17.3 Rank correlation (Spearman’s correlation)

If the assumption of bivariate normality is not met for Pearson correlation analysis, then we use Spearman rank correlation.

For example, if one or both of your numerical variables (X and / or Y) is actually a discrete, ordinal numerical variable to begin with (e.g. an attractiveness score that ranges from 1 to 5), then this automatically necessitates the use of Spearman rank correlation, because it does not meet the assumptions of bivariate normality. (This is why one needs to be careful with count data).

We’ll use the trick dataset for this example, and the data are described in example 16.5 in the text.

17.3.1 Hypothesis statements

The null and alternative hypotheses are:

H₀: There is no linear correlation between the ranks of the impressiveness scores and time elapsed until the writing of the description (\(\rho_{S} = 0\)).
H_A: There is a linear correlation between the ranks of the impressiveness scores and time elapsed until the writing of the description (\(\rho_{S} \ne 0\)).

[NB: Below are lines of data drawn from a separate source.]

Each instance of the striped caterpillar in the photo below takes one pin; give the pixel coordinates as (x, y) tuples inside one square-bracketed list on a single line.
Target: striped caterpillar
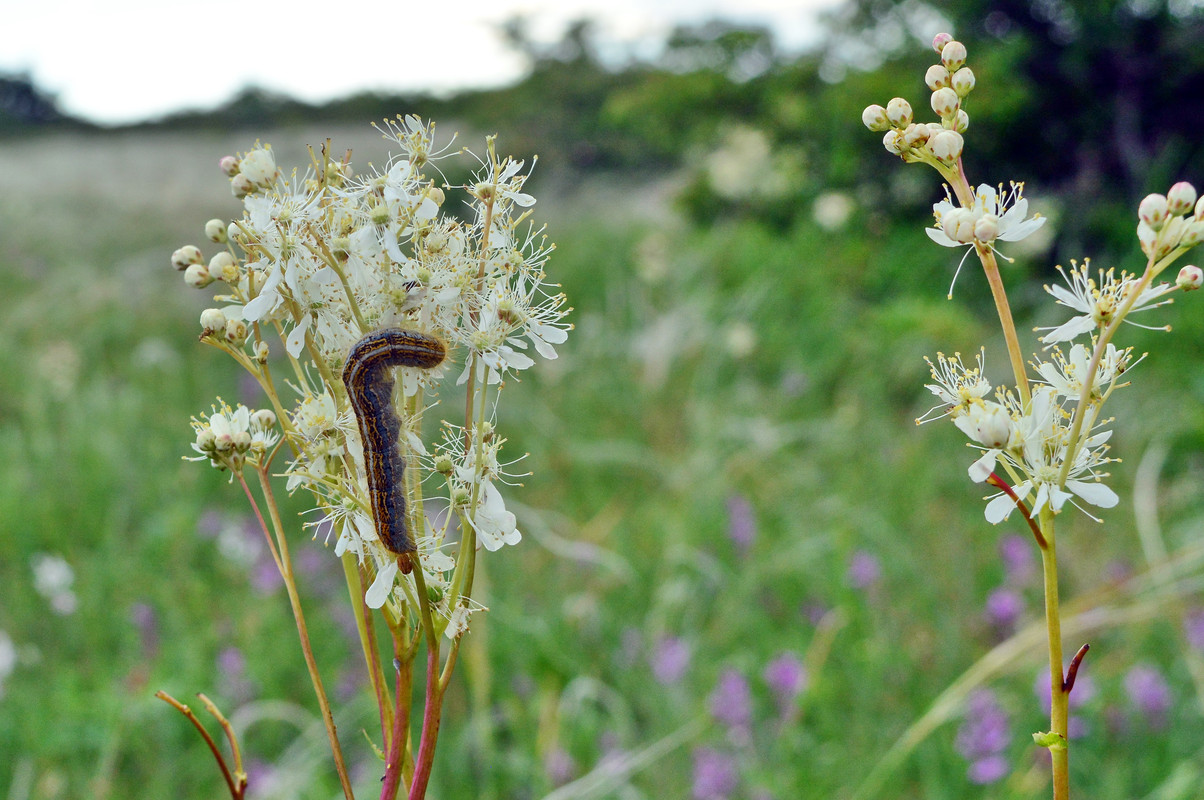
[(369, 381)]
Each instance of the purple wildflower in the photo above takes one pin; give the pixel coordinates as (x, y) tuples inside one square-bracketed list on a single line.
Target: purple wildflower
[(1149, 693), (786, 677), (741, 523), (670, 659), (731, 703), (715, 775), (984, 736), (1019, 564), (1003, 609)]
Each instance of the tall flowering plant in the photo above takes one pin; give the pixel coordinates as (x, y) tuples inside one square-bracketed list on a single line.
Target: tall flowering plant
[(354, 301), (1043, 440)]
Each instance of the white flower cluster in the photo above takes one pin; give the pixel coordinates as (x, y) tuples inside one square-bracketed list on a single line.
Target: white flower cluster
[(320, 259), (228, 437), (1031, 443), (936, 142)]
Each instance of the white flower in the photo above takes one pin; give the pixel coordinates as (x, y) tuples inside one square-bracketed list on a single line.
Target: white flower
[(1098, 301), (1066, 372), (957, 386), (1038, 450)]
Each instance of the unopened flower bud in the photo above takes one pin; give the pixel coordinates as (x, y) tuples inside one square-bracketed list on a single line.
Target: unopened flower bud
[(264, 418), (236, 331), (915, 135), (259, 166), (898, 111), (223, 265), (198, 276), (206, 440), (944, 103), (1152, 211), (1146, 236), (986, 228), (1192, 234), (937, 77), (435, 194), (186, 256), (1181, 198), (874, 118), (1190, 277), (963, 81), (952, 56), (986, 424), (214, 230), (241, 186), (946, 146), (212, 319), (958, 225)]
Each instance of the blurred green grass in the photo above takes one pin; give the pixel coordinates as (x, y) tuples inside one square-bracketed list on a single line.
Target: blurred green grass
[(779, 365)]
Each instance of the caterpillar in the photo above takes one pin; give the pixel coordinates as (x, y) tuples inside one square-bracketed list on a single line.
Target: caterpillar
[(367, 376)]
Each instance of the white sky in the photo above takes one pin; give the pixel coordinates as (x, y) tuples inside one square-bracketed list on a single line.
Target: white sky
[(124, 60)]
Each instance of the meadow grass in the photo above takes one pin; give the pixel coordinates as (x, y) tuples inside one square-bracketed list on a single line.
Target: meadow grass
[(781, 368)]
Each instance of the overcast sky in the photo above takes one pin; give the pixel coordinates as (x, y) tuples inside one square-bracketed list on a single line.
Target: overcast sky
[(124, 60)]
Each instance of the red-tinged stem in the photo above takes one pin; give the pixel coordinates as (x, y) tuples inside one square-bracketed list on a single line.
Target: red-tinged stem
[(999, 483), (395, 759), (431, 715)]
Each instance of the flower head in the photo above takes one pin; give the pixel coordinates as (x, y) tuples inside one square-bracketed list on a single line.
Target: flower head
[(993, 216), (1098, 300)]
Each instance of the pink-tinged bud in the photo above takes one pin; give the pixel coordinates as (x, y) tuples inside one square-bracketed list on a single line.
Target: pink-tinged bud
[(1190, 277), (241, 186), (186, 256), (915, 135), (958, 225), (214, 230), (952, 56), (1192, 234), (937, 77), (236, 333), (1181, 198), (962, 81), (946, 146), (1152, 211), (944, 103), (1146, 236), (198, 276), (898, 111), (986, 228), (212, 319), (874, 118), (259, 166)]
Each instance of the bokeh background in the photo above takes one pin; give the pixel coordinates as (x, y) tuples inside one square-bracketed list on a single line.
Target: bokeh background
[(745, 571)]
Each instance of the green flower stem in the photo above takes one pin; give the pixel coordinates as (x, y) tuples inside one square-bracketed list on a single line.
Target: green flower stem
[(304, 631), (367, 642), (1060, 698), (991, 268)]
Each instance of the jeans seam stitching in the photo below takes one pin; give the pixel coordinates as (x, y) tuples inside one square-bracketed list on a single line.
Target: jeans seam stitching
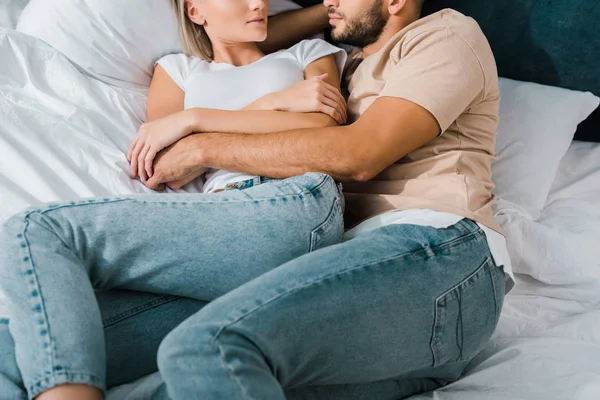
[(333, 213), (227, 367), (37, 387), (311, 283), (137, 310), (435, 337), (133, 198), (36, 285)]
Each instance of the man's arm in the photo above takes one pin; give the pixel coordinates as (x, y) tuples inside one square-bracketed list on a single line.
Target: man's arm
[(289, 28), (390, 129)]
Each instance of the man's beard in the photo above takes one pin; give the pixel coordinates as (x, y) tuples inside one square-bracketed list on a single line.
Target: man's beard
[(364, 30)]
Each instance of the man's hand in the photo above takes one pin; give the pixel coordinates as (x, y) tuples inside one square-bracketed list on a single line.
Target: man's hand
[(177, 165)]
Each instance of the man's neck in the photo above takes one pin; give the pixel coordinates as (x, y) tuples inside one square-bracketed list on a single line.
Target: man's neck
[(394, 25)]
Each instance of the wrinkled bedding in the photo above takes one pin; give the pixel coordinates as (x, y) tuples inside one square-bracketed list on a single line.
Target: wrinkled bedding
[(63, 136)]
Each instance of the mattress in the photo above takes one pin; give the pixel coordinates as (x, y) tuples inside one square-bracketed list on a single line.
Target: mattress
[(547, 344)]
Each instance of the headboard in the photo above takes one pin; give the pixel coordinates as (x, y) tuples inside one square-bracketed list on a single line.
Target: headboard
[(552, 42)]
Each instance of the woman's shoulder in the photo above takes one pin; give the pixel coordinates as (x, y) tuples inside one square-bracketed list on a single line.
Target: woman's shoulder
[(182, 61), (181, 66), (310, 50)]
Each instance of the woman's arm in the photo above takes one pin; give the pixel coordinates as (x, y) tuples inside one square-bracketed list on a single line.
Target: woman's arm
[(289, 28), (254, 120)]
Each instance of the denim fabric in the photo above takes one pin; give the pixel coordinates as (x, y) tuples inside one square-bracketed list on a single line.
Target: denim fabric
[(134, 325), (384, 310), (196, 246), (384, 291)]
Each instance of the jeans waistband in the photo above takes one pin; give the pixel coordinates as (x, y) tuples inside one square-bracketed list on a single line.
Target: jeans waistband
[(469, 225), (248, 183)]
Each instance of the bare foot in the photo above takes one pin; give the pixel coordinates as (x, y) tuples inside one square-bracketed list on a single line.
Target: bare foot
[(71, 392)]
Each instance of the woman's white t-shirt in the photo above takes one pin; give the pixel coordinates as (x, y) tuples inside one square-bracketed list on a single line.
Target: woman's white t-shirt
[(227, 87)]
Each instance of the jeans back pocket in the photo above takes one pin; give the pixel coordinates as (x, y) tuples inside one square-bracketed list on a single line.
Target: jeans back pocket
[(466, 316)]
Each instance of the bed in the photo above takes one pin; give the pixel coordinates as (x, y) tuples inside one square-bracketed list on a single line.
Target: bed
[(65, 127)]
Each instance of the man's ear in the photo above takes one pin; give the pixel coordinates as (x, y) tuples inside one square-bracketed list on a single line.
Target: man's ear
[(396, 6), (194, 13)]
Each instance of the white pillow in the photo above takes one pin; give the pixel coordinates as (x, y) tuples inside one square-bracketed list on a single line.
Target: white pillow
[(10, 11), (537, 125), (115, 41)]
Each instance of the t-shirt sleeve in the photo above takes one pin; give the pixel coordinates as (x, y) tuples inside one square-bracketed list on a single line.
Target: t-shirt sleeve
[(281, 6), (308, 51), (440, 71), (177, 66)]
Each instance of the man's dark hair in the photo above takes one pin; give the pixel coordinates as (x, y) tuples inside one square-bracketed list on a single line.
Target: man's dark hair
[(419, 4)]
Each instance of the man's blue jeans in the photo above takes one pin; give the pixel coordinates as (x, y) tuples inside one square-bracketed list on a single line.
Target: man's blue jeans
[(393, 312)]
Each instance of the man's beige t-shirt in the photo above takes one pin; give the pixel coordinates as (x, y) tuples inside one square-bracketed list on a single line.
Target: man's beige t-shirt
[(443, 63)]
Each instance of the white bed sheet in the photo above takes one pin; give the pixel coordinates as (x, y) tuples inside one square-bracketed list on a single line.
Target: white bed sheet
[(547, 345), (10, 10), (63, 136)]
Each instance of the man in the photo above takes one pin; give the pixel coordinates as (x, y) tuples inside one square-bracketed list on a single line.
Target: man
[(416, 290)]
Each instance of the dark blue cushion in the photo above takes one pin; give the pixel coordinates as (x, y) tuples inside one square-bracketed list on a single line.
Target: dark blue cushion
[(550, 42)]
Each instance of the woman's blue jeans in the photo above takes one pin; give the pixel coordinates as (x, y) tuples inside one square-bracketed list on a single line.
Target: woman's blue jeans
[(296, 314)]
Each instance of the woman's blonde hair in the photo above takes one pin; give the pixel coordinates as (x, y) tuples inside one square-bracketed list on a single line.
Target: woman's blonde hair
[(194, 39)]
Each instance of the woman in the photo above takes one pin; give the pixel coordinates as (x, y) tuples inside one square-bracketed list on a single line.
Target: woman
[(198, 246)]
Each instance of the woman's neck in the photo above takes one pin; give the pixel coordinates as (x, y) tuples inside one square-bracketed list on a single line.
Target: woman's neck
[(237, 54)]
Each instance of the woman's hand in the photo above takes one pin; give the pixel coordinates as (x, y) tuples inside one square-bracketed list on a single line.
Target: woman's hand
[(152, 137), (311, 95), (178, 164)]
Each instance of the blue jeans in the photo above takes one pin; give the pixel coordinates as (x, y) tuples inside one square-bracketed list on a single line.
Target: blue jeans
[(393, 312), (194, 246)]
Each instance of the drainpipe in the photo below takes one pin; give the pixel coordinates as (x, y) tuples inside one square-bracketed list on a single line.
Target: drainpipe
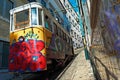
[(83, 35)]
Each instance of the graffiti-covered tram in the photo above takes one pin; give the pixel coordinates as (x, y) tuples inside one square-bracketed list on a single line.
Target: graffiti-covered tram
[(36, 39)]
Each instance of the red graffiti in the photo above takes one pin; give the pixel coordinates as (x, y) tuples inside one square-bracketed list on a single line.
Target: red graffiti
[(27, 56)]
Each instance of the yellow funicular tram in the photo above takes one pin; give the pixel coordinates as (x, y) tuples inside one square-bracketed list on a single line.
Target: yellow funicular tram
[(36, 39)]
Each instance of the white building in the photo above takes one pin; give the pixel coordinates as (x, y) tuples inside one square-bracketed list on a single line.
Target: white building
[(75, 27)]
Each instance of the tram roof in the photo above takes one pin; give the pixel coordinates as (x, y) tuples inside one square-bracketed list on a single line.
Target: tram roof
[(25, 6)]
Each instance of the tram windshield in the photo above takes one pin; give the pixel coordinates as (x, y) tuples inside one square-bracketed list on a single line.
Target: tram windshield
[(22, 19)]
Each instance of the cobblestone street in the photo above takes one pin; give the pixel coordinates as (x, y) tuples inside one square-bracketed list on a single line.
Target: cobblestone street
[(80, 69)]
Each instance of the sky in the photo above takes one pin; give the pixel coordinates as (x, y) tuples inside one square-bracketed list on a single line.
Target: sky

Let’s use \(\alpha\) = 0.05.

As shown in the hypothesis statements above, we are interested in \(\rho_{S}\), which is the true correlation between the ranks of the variables in the population. We estimate this using \(r_{S}\), Spearman’s correlation coefficient.

Unlike in the Pearson correlation case (above), which uses t as a test statistic, the rank correlation analysis simply uses the actual Spearman correlation coefficient as the test statistic.

17.3.2 Visualize the data

Let’s visualize the association, again using the geom_jitter function to help see overlapping values:

trick %>%
  ggplot(aes(x = years, y = impressivenessScore)) +
  geom_jitter(shape = 1) +
  xlab("Years elapsed") +
  ylab("Impressiveness score") +
  theme_bw()

Scatterplot of the impressiveness of written accounts of the Indian rope trick by firsthand observers and the number of years elapsed between witnessing the event and writing the account (_n_ = 21). Values have jittered slightly to improve legibility.

Figure 17.4: Scatterplot of the impressiveness of written accounts of the Indian rope trick by firsthand observers and the number of years elapsed between witnessing the event and writing the account (n = 21). Values have jittered slightly to improve legibility.

In Figure 17.4 we see a positive and moderately strong association between the impressiveness of written accounts of the Indian rope trick by firsthand observers and the number of years elapsed between witnessing the event and writing the account.

17.3.3 Assumptions of Spearman rank correlation

Spearman rank correlation assumes that:

the observations are a random sample from the population
the relationship between the two variables is monotonic; in other words it assumes that the relationship between the ranks of the two numerical variables is linear.

Checking assumptions

As in the Pearson correlation analysis, we use the scatterplot to check the assumptions.

As shown in Figure 17.4, there is a monotonic relationship between the two variables.

17.3.4 Conduct the test

We use the same cor.test function to conduct the test, but change the “method” argument accordingly:

trick.cor <- cor.test(x = trick$years, y = trick$impressivenessScore, 
                     method = "spearman", conf.level = 0.95,
                     alternative = "two.sided")

You may get a warning message, simply saying that it can’t compute exact P-values when there are ties in the ranked data. Don’t worry about this.

trick.cor.tidy <- trick.cor %>%
  broom::tidy()
trick.cor.tidy

## # A tibble: 1 × 5
##   estimate statistic    p.value method                          alternative
##      <dbl>     <dbl>      <dbl> <chr>                           <chr>      
## 1   0.7843     332.1 0.00002571 Spearman's rank correlation rho two.sided

The “estimate” value represents the value of Spearman’s correlation coefficient \(r_S\); this is the value you report.
The “statistic” value is NOT NEEDED so ignore
The “p.value” associated with the observed Spearman’s correlation coefficient
The “method” refers to the type of test conducted
The “alternative” indicates whether the alternative hypothesis was one- or two-sided (the latter is the default)

There is no confidence interval reported with Spearman correlation analysis, so there is no need to report one in the concluding statement for a rank correlation. Nor is the degrees of freedom reported, so be sure to have figured out the appropriate degrees of freedom (or sample size “n”) to report in your concluding statement.

17.3.5 Concluding statement

As in the preceding Pearson correlation example, we can refer to the Figure in the parentheses of our concluding statement. Note also that we report n rather than degrees of freedom.

trick %>%
  ggplot(aes(x = years, y = impressivenessScore)) +
  geom_jitter(shape = 1) +
  xlab("Years elapsed") +
  ylab("Impressiveness score") +
  theme_bw()

Figure 17.5: Scatterplot of the impressiveness of written accounts of the Indian rope trick by firsthand observers and the number of years elapsed between witnessing the event and writing the account (n = 21). Values have jittered slightly to improve legibility.

Concluding statement:

The rank of impressiveness scores of written accounts of the Indian rope trick by firsthand observers is significantly positively correlated with the rank of number of years elapsed between witnessing the event and writing the account (Figure 17.5; Spearman \(r_S\) = 0.78; \(n\) = 21; P < 0.001).